Dari pembantaian sekolah Texas hingga penembakan di rumah sakit Tulsa dan banyak insiden yang kurang dilaporkan, serentetan kekerasan senjata baru-baru ini di seluruh Amerika menunjukkan tren yang telah lama disumpah oleh departemen kepolisian: pembunuhan meningkat dalam cuaca yang lebih hangat.
Tautan ini telah ditulis selama beberapa dekade oleh kriminolog, dengan penelitian yang lebih baru menelusuri hubungan yang tepat antara suhu dan tingkat kejahatan.
Bagi mereka yang telah mempelajari pertanyaan itu, ada akal sehat serta mekanisme yang berpotensi kurang jelas dimainkan.
Pertama, yang lebih jelas: “Sulit untuk menembak seseorang jika tidak ada orang di sekitar,” David Hemenway, seorang profesor kebijakan kesehatan di Harvard TH Chan School of Public Health, mengatakan kepada Agence France-Presse, menjelaskan mengapa kejahatan senjata lebih rendah dalam cuaca buruk.
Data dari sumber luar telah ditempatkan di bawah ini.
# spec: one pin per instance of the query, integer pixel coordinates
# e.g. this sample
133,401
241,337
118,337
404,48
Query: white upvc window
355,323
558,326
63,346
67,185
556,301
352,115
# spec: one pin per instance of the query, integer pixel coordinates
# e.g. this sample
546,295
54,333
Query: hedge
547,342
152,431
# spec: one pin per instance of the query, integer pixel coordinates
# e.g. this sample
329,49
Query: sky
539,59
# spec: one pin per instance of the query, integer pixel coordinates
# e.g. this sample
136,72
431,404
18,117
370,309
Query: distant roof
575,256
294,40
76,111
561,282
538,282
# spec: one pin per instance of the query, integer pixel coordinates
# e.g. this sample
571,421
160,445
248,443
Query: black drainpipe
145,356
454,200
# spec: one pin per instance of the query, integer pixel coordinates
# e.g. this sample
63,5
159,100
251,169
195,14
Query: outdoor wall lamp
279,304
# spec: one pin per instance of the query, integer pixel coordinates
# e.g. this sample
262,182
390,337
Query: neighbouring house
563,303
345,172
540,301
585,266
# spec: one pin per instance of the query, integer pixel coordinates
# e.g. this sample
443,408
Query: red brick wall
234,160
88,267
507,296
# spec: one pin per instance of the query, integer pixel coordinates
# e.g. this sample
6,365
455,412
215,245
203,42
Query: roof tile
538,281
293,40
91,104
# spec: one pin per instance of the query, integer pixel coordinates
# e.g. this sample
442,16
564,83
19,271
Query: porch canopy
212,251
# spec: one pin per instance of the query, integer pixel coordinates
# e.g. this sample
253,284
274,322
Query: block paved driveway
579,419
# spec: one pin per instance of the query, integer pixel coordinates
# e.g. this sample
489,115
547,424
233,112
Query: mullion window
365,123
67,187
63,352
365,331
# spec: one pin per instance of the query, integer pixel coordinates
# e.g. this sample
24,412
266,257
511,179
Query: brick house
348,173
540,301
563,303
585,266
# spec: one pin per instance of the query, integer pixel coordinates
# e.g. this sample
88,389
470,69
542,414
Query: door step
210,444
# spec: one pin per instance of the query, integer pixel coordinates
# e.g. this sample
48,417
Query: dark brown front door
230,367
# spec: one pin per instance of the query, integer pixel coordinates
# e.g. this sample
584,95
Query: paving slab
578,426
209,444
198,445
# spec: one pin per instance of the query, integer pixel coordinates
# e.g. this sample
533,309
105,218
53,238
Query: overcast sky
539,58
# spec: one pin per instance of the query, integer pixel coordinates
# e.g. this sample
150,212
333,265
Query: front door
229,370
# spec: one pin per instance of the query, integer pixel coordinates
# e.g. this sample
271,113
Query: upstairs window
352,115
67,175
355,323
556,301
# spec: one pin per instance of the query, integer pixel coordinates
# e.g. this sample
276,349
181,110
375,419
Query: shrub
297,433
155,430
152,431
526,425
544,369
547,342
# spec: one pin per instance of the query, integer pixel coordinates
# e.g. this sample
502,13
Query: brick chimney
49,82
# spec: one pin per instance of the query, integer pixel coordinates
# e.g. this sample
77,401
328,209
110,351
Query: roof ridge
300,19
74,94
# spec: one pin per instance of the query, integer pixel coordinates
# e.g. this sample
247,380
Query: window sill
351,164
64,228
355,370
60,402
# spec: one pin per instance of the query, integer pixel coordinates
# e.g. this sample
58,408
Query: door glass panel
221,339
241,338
Ide kedua yang lebih kontroversial adalah bahwa panas itu sendiri – berlawanan dengan cuaca yang mendorong orang untuk keluar – dapat meningkatkan konflik.
Meskipun ada banyak penyebab di balik meningkatnya gelombang kekerasan senjata di Amerika Serikat, cuaca dapat memainkan peran yang semakin penting di dunia yang memanas dengan cepat akibat perubahan iklim.
Hemenway mengatakan dia telah lama tertarik pada hubungan antara panas dan kejahatan yang lebih tinggi mengingat stereotip tentang kesenjangan utara-selatan di Amerika Serikat dan Italia, serta antara negara-negara Eropa utara Skandinavia dan negara-negara Mediterania selatan.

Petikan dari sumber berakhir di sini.